In bestowing the certification on the Early Childhood Lab, the Arbor Day Foundation praised the school for taking “an important leadership role in a profoundly needed initiative to connect young children with nature, setting a wonderful example for education centers across the country.”
It was Janet Thompson, director of the lab school, who set things in motion several years ago. She was familiar with the Nature Explore Classroom program and thought the school, with its unique location, not to mention access to Arboretum resources, would be a perfect fit.
“We would share their commitment that nature is an integral part of education,” Thompson said of the program, “designing an outdoor space structured so that wherever the children look, there are invitations to engage with nature.”
And they did.
With $3,000 worth of materials from the Arbor Day Foundation to seed the project, they added a sand area bordered by large rocks, a reading hut and flagstone pathways through native grasses that three little girls one afternoon last week were wandering in, watering cans in hand.
There’s also a “bamboo forest” that serves a dual purpose: shielding the area from busy First Street on the north while also providing the children with a place to wander semi-privately, just one of the many prized components of a nature explore classroom.
“One of the things they ask for is private areas for children to explore,” Thompson said. “This gives them the illusion that they’re hidden.”
The “messy materials” area in the northwest corner features bamboo clippings, river rocks, tree stumps and other materials that children use to build their own little structures. A teepee was a recent project.
And because many of the materials are heavy, the children have to cooperate with each other in the building process.
“There’s lots of social problem-solving going on,” Thompson noted.
Outdoor time here is not the traditional “recess” of other schools; rather, it’s an extension of the learning that goes on indoors. Children themselves initiate activities while the many adults observe first, then engage.
One recent sunny afternoon, senior preschool program coordinator Kelly Twibell was assisting a trio of little girls with science buckets in hand who wanted to look under rocks for bugs and worms.
Many of these children, Thompson noted, don’t get many opportunities to explore nature like this. About half of them are children of UCD students and many live in student housing.
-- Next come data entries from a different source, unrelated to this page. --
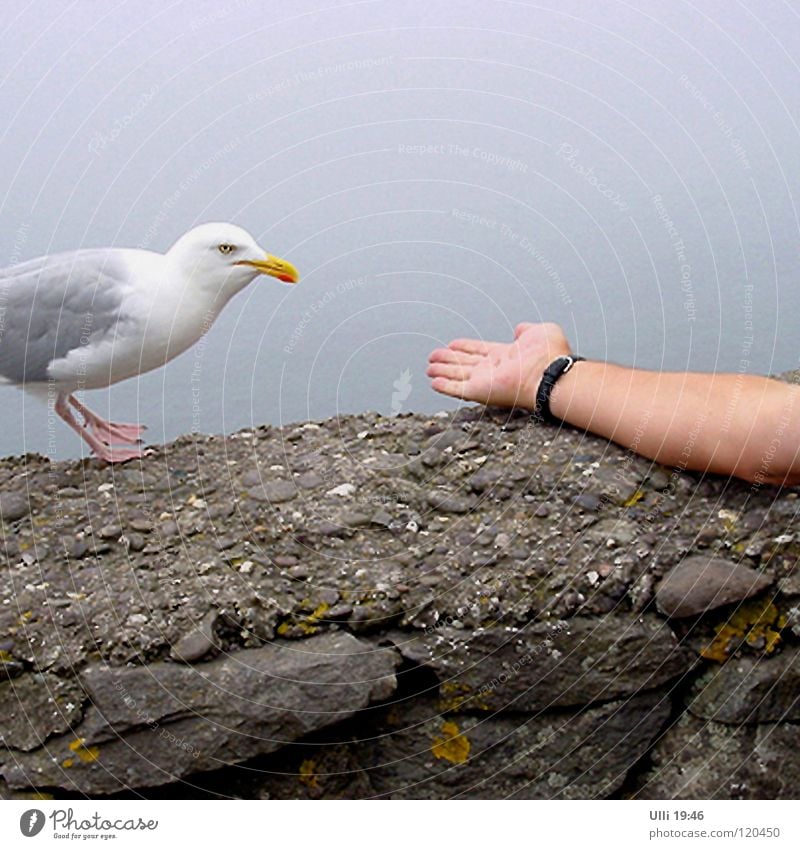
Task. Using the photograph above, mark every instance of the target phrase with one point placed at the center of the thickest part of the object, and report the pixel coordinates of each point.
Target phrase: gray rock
(275, 492)
(197, 644)
(14, 506)
(420, 754)
(34, 707)
(746, 689)
(542, 666)
(445, 502)
(699, 583)
(698, 759)
(147, 726)
(588, 501)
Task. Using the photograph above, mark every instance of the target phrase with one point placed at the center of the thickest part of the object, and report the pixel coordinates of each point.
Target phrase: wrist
(552, 376)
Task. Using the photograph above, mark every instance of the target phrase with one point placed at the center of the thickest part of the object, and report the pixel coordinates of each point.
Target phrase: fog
(434, 169)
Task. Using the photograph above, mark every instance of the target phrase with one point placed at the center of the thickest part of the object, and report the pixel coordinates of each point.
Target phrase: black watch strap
(559, 367)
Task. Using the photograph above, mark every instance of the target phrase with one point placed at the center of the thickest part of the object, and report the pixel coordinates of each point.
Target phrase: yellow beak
(275, 267)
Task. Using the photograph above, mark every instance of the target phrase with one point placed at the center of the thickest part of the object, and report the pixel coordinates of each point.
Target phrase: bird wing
(55, 304)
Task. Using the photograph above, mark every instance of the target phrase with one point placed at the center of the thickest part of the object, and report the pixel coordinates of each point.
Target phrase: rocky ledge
(455, 606)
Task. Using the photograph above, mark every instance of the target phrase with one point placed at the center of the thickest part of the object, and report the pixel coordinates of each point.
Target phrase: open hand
(498, 373)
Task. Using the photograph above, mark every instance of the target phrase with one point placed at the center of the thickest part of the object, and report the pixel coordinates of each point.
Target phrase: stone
(35, 706)
(420, 753)
(14, 506)
(196, 644)
(747, 689)
(145, 726)
(445, 502)
(275, 492)
(588, 501)
(698, 584)
(699, 759)
(547, 665)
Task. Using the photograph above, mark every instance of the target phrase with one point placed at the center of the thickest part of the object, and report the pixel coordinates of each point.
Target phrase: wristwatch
(559, 367)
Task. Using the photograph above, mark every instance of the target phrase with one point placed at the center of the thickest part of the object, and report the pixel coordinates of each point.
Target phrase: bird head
(225, 258)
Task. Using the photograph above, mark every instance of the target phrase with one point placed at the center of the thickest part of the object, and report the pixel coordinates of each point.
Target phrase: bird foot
(115, 433)
(117, 454)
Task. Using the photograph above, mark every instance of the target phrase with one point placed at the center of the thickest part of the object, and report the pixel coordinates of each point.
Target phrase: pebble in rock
(276, 492)
(702, 583)
(197, 644)
(587, 501)
(13, 506)
(447, 503)
(309, 480)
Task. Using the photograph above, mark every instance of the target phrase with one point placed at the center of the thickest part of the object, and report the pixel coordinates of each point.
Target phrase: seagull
(89, 318)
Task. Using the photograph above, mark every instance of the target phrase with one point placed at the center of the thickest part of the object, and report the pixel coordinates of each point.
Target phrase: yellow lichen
(452, 746)
(755, 623)
(634, 499)
(87, 754)
(453, 696)
(308, 774)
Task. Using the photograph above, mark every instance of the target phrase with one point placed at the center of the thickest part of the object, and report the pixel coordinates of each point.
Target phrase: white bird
(86, 319)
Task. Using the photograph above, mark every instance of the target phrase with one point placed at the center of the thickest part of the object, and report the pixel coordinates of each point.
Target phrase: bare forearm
(740, 425)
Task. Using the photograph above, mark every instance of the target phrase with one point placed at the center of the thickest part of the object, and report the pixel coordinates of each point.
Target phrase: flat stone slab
(155, 724)
(698, 759)
(700, 583)
(547, 665)
(746, 689)
(421, 754)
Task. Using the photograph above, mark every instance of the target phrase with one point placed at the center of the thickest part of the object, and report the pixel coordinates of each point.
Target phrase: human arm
(732, 424)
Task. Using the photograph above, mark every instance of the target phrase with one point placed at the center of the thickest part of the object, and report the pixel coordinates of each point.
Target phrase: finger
(445, 355)
(454, 388)
(449, 370)
(469, 346)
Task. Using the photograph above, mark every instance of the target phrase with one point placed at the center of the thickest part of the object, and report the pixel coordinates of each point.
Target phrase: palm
(496, 373)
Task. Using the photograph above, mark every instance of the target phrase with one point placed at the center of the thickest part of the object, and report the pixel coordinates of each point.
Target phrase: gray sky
(434, 169)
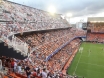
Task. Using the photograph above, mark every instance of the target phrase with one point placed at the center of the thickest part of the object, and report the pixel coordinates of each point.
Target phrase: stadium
(37, 44)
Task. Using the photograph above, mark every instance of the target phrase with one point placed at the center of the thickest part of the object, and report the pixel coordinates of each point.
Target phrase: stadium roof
(95, 19)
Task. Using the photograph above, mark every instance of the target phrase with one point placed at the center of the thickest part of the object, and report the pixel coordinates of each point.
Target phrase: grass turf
(89, 63)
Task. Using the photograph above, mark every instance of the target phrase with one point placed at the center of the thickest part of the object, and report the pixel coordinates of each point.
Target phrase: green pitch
(88, 62)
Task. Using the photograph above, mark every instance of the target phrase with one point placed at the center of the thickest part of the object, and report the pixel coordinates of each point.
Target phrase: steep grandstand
(95, 29)
(36, 44)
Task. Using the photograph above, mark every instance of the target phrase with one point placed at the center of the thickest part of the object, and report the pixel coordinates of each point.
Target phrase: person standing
(28, 72)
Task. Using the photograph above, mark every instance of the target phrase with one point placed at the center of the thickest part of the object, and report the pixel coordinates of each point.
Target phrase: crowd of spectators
(95, 37)
(97, 27)
(39, 69)
(47, 42)
(20, 18)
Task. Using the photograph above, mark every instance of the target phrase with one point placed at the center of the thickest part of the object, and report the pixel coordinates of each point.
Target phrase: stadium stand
(16, 18)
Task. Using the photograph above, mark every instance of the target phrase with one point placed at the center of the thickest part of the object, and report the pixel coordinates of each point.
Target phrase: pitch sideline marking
(78, 63)
(92, 64)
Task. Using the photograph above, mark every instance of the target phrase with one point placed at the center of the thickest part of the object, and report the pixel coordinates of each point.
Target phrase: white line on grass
(78, 63)
(92, 64)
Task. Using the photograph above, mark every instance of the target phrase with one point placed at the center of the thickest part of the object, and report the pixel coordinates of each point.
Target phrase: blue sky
(80, 9)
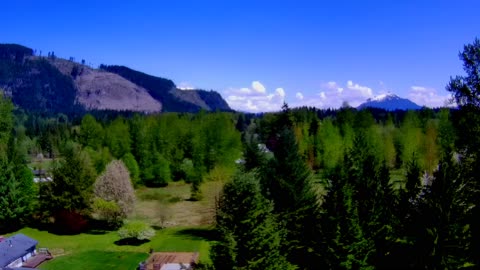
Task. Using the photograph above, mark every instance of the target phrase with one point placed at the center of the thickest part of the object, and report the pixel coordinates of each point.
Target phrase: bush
(136, 229)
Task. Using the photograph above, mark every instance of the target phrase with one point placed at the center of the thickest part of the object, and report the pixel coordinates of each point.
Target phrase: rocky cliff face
(51, 84)
(101, 90)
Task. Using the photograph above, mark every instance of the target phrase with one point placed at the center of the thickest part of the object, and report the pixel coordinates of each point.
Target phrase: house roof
(171, 260)
(15, 247)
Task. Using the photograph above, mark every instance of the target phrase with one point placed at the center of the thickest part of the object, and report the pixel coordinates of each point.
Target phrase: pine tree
(287, 182)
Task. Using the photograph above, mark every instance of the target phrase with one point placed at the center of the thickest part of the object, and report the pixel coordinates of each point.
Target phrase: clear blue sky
(256, 53)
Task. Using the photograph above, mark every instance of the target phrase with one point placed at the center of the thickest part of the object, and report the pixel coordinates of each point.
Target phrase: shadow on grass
(198, 234)
(132, 241)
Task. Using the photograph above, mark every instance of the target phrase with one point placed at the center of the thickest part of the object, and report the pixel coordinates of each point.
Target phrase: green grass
(99, 251)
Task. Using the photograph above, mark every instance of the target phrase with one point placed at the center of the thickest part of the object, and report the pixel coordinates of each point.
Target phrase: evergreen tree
(17, 192)
(287, 182)
(250, 237)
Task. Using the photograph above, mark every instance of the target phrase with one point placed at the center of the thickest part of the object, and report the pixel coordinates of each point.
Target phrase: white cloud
(323, 96)
(333, 94)
(255, 99)
(185, 86)
(258, 86)
(427, 96)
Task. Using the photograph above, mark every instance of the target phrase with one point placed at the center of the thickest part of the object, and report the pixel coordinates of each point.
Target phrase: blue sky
(259, 53)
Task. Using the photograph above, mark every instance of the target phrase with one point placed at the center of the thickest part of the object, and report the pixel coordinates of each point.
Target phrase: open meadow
(180, 225)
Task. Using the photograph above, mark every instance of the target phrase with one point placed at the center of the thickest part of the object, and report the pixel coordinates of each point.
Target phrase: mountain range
(389, 102)
(49, 84)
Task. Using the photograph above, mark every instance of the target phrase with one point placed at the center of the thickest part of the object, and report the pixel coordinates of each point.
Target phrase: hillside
(389, 102)
(51, 85)
(166, 91)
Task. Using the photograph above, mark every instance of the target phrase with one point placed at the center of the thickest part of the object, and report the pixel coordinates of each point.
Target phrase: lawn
(170, 206)
(99, 251)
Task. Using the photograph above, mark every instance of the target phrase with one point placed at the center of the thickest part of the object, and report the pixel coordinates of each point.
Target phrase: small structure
(170, 261)
(15, 250)
(19, 252)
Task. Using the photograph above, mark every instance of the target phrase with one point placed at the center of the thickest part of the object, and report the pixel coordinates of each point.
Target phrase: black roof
(15, 247)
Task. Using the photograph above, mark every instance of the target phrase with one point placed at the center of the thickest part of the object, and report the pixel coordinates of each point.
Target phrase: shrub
(136, 229)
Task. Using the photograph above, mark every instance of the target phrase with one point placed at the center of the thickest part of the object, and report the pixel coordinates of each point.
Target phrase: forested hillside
(50, 85)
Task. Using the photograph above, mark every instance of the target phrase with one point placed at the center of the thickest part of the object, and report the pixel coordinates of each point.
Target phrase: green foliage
(287, 182)
(331, 145)
(91, 132)
(16, 180)
(107, 210)
(136, 229)
(158, 175)
(117, 138)
(132, 166)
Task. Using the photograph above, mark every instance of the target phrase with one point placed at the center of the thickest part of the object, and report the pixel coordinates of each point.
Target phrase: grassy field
(99, 251)
(181, 225)
(170, 206)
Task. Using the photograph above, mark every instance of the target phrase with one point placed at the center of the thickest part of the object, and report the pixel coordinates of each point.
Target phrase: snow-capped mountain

Even many of the practicum students who work here are getting their first immersion in the natural world — something that pushes boundaries for a few.
“Some tend to be hesitant at first around bugs and bees and prickly things,” Thompson noted. “And when adults recoil, children tend to pick up on that.”
That’s why much of the learning that goes on here, she said, is about attitudes, and one of the many benefits “is that the lines between stereotypical ‘boy’ play and ‘girl’ play are blurred.
“They all run together, garden together,” she explained.
The Early Childhood Lab School has been at UCD in one form or another since around 1963.
It serves as a site for research involving young children, and provides an educational experience for students studying child development. The program enrolls 82 children: 10 infants, 12 toddlers and 60 preschoolers.
Each class is staffed by a head teacher, a program coordinator and a handful of undergraduate students enrolled in the Communication and Interaction with Young Children course.
“Officially,” Thompson noted, “the children are here for the benefit of the students.”
Unofficially, it is a very popular preschool, open not just to UCD families, but to the community at large.
Thompson says that despite their recent national certification, the outdoor learning area is still a work in progress. Blueprints drawn up by a landscape architect show many features yet to be added, from a wooden climbing structure around a central tree to a water-play area.
“We can renovate two areas a year within our budgetary constraints,” Thompson explained.
But so far, she’s thrilled with the results.
“I’m very happy with it. It’s a work in progress, but it’s fine for now and when we have more resources, we’ll move ahead.”